Stands for Safe Sane And Consensual
It is the basis of what many people in the BDSM lifestyle believe is the cornerstone to creating an environment where all parties involved in a scene can safe, comfortable and happy.
Lets breakdown each one:
Safe
You’re not going to do anything or participate in anything that might severely harm you or another person. If you believe that an activity is too dangerous for you to do than it is also too dangerous to perform on someone else. You should only take part in activities that you and others feel safe with.
Safety is also about learning the right ways to perform and receive the activities that you enjoy so that accidents don’t happen. Knowing what you are doing and the precautions you must take to ensure safety is essential to maintain safety during your play.
Sane
Everyone’s definition of sanity varies slightly, given their experiences. But it’s safe to say that ‘sane’ BDSM practices include not doing anything that is obviously harmful or detrimental to one’s health or emotional well-being.
For example, you are not going to tie someone up, leave them in the middle of the road and then come back in the morning to see how they’re doing. You’re not going to rid someone of sleep and then interrogate them with verbal abuse.
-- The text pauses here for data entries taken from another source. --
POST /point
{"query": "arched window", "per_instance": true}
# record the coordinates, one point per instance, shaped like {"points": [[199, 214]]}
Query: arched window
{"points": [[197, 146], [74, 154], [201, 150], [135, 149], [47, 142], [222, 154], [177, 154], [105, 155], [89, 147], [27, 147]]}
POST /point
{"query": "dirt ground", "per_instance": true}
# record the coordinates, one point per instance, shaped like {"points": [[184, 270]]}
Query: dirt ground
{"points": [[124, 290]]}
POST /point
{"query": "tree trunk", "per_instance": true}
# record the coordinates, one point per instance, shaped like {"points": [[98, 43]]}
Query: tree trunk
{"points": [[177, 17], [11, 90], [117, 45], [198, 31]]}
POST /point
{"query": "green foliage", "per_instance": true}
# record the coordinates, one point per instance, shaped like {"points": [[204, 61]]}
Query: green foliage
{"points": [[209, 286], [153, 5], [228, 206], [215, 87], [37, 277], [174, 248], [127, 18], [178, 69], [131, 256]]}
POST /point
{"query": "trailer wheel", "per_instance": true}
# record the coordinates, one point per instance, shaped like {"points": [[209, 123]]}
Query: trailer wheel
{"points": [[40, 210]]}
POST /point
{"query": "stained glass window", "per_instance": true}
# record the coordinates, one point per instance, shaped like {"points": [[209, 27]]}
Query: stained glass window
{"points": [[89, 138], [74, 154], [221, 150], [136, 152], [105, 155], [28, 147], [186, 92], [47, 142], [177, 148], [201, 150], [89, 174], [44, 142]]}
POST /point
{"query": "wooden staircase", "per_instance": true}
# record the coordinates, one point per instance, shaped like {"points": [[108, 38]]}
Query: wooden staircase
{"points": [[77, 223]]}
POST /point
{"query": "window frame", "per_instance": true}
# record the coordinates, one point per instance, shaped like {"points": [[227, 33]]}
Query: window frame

And you’re not going to create genuine fear in your partner by doing things that are unreasonable and unrealistic – locking them in your basement and leaving them there without food or water.
Sane practices in BDSM are fairly common sense – don’t do anything that you wouldn’t want done to you.
Consensual
Consent begins with pre-play or pre-relationship negotiations that discuss what will and what will not be allowed. This includes lengthy talks about things that might cause emotional harm to someone or physical limitations that might also be problematic to the slave or to the Master. Hard limits that must never be crossed, soft limits that a person might be open to in the future but are currently off limits and activities a person enjoys.
In the end all partners must agree and consent to the boundaries and the limitations of any play or relationship. This will allow both partners to feel more comfortable in knowing that all activities will remain safe, sane and within the agreed upon limits.
Even many of the strictest Master/slave relationships still obey these rules.